Tom comes home and finds himself greeted by an ominously empty house. He heads over to Mrs. McCluskey's, and sees the old woman out in front, clipping her hedges with a gigantic pair of clippers. He politely asks whether she knows where Lynette is, and Mrs. McC grimly informs him that Lynette now knows all about "the other woman," and she took the kids and the puppy, and left: "Boy, you're just lucky you're not my husband." And then she lustily takes her HUGE clippers and snaps them shut in a very provocative way. Hm, it seems like leaving the whole kids+puppy circus behind for cheating (?) Tom to deal with would have been more of a punishment? But yeah, maybe he's attached to those kids, or something, whatever? Grumble, parent's love, blah-blah?

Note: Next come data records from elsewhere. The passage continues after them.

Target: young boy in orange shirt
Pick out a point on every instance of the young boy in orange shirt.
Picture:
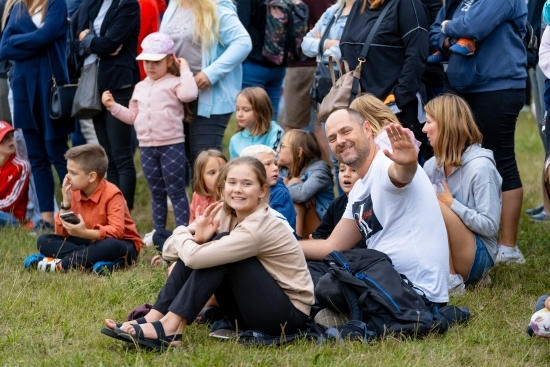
(106, 235)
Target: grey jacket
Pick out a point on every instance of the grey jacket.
(476, 188)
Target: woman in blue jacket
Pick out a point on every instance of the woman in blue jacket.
(210, 36)
(492, 81)
(35, 39)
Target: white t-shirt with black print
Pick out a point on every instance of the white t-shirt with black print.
(404, 223)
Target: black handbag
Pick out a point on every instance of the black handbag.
(87, 100)
(61, 97)
(322, 81)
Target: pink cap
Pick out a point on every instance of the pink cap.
(156, 46)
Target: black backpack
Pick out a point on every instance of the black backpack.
(381, 297)
(531, 44)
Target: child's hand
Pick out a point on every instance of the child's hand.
(107, 99)
(206, 225)
(67, 192)
(76, 230)
(183, 63)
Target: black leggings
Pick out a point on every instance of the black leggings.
(247, 294)
(496, 114)
(116, 138)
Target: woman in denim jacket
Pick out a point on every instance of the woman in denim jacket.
(310, 44)
(209, 35)
(310, 47)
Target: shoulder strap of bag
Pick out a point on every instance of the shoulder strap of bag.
(321, 50)
(363, 55)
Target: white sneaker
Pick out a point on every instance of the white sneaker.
(148, 238)
(456, 285)
(509, 255)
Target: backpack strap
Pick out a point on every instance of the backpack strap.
(365, 50)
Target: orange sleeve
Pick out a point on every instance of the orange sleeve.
(115, 219)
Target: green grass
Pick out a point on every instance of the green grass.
(54, 319)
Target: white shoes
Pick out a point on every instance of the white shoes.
(509, 255)
(148, 238)
(456, 285)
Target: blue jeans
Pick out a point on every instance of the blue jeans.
(482, 262)
(270, 79)
(8, 220)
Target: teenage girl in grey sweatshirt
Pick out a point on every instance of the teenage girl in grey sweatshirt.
(468, 187)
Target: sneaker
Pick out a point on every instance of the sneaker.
(329, 318)
(464, 47)
(536, 210)
(540, 217)
(48, 264)
(148, 238)
(509, 255)
(456, 285)
(31, 262)
(437, 58)
(106, 267)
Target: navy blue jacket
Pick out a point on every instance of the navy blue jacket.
(280, 200)
(500, 60)
(29, 47)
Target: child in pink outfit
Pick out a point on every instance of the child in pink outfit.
(156, 111)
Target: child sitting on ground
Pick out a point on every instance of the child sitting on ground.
(461, 46)
(279, 197)
(308, 178)
(207, 168)
(347, 178)
(14, 180)
(105, 235)
(254, 126)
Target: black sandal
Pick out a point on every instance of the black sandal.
(162, 341)
(111, 332)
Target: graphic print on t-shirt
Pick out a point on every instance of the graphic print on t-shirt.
(365, 218)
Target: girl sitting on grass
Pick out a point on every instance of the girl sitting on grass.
(254, 126)
(254, 266)
(468, 186)
(307, 177)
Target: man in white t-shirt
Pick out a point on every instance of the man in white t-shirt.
(393, 205)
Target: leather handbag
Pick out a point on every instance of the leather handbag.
(87, 99)
(322, 81)
(61, 98)
(347, 87)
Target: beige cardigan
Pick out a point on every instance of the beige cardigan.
(261, 235)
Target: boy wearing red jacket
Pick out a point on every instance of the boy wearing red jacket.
(14, 180)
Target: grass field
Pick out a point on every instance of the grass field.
(54, 319)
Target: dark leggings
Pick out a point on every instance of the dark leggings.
(116, 138)
(80, 252)
(164, 169)
(496, 114)
(247, 294)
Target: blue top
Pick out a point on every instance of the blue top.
(222, 61)
(500, 60)
(310, 44)
(243, 139)
(280, 200)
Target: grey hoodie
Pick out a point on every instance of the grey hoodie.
(476, 188)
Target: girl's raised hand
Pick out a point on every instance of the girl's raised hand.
(182, 62)
(107, 99)
(205, 222)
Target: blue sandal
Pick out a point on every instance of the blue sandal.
(110, 332)
(162, 341)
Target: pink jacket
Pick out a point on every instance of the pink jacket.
(156, 108)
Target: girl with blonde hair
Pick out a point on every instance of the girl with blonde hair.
(468, 187)
(209, 35)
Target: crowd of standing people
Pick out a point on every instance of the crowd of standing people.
(431, 132)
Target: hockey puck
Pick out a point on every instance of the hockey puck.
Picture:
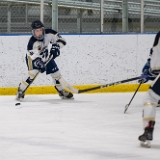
(17, 104)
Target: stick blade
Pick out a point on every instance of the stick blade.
(66, 85)
(126, 107)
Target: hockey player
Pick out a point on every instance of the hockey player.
(152, 70)
(38, 54)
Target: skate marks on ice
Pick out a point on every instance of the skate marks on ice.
(49, 143)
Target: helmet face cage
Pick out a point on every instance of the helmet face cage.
(36, 25)
(38, 38)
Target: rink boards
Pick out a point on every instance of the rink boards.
(87, 60)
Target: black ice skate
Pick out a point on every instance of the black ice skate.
(147, 136)
(20, 95)
(64, 94)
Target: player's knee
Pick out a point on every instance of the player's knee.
(56, 75)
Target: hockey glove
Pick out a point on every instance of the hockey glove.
(146, 71)
(40, 65)
(55, 50)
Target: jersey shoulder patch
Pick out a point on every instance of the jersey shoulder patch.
(31, 43)
(48, 31)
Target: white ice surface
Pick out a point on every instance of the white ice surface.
(90, 127)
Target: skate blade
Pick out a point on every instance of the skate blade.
(146, 144)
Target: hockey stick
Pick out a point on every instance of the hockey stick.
(127, 106)
(111, 84)
(62, 81)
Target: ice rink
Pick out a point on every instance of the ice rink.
(90, 127)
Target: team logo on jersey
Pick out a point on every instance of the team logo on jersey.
(39, 48)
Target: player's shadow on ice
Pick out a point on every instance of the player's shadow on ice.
(53, 101)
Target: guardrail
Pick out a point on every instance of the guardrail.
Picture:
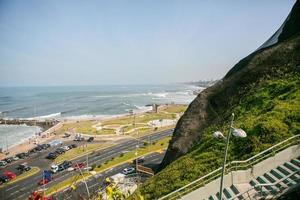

Edie is at the hospital, and she is not looking so great. I'd say the makeup artists from the Halloween-hideous pregnant witch incident have been at it again: her lips offer a new, disturbing twist on the "bee-stung" ideal, what with the redness and the scabs, like she's been sucking on an entirely different flavor of popsicle, maybe one made of battery acid. Meanwhile, the left half of her face just looks bruised, but the right half is swollen and misshapen into a fright-mask of a look that is not at all unlike Dumb Donald from The Fat Albert Gang -- only, whoops, she isn't wearing a knit cap over her eye; that's actually just her grotesquely swollen flesh. And her neck, arms, and body are pure Mama Grape. It isn't really her hottest look; in fact it's difficult to even look directly at her (I found taking periodic breaks to bury your head deep into a couch cushion helps to ease the strain). Susan (who appears to be wearing some kind of Tickle-Me Elmo pelt) stops by for a visit. With kindness and even bigness of character, she offers not to give Edie's taped confession to the police. All Edie has to do is tell the police people that she saw someone -- a hobo, maybe -- set fire to Susan's house: "And then the insurance company will pay the claim, nobody gets hurt...how does that sound?" Edie, bitterly: "Take your stinking deal and shove it." Wow. Edie then tirades that Susan's responsible for all the terrible, awful things that have happened to Edie (which is pretty much true): "No more pretending to be friends. When I get out of here, I'm going to destroy you!" And coming from Edie's monster hole of a face, it's a scary, scary threat. Unsinkable Susan says that clearly it's "the meds talking," and she offers to come back tomorrow. Edie: "Don't bother!" Susan: "Okay, Edie? I'm in trouble here." Edie: "Oh, I'm sure you'll turn on the waterworks, and the whole neighborhood will come running. They always do." Susan denies it, but Honest Edie tells Susan that she never does miss "an opportunity to play the victim." Full of disgust,she adds: "And you think just because everybody always comes to your rescue, it means that you're loved. Well it doesn't. It means that you're helpless." Susan is perturbed.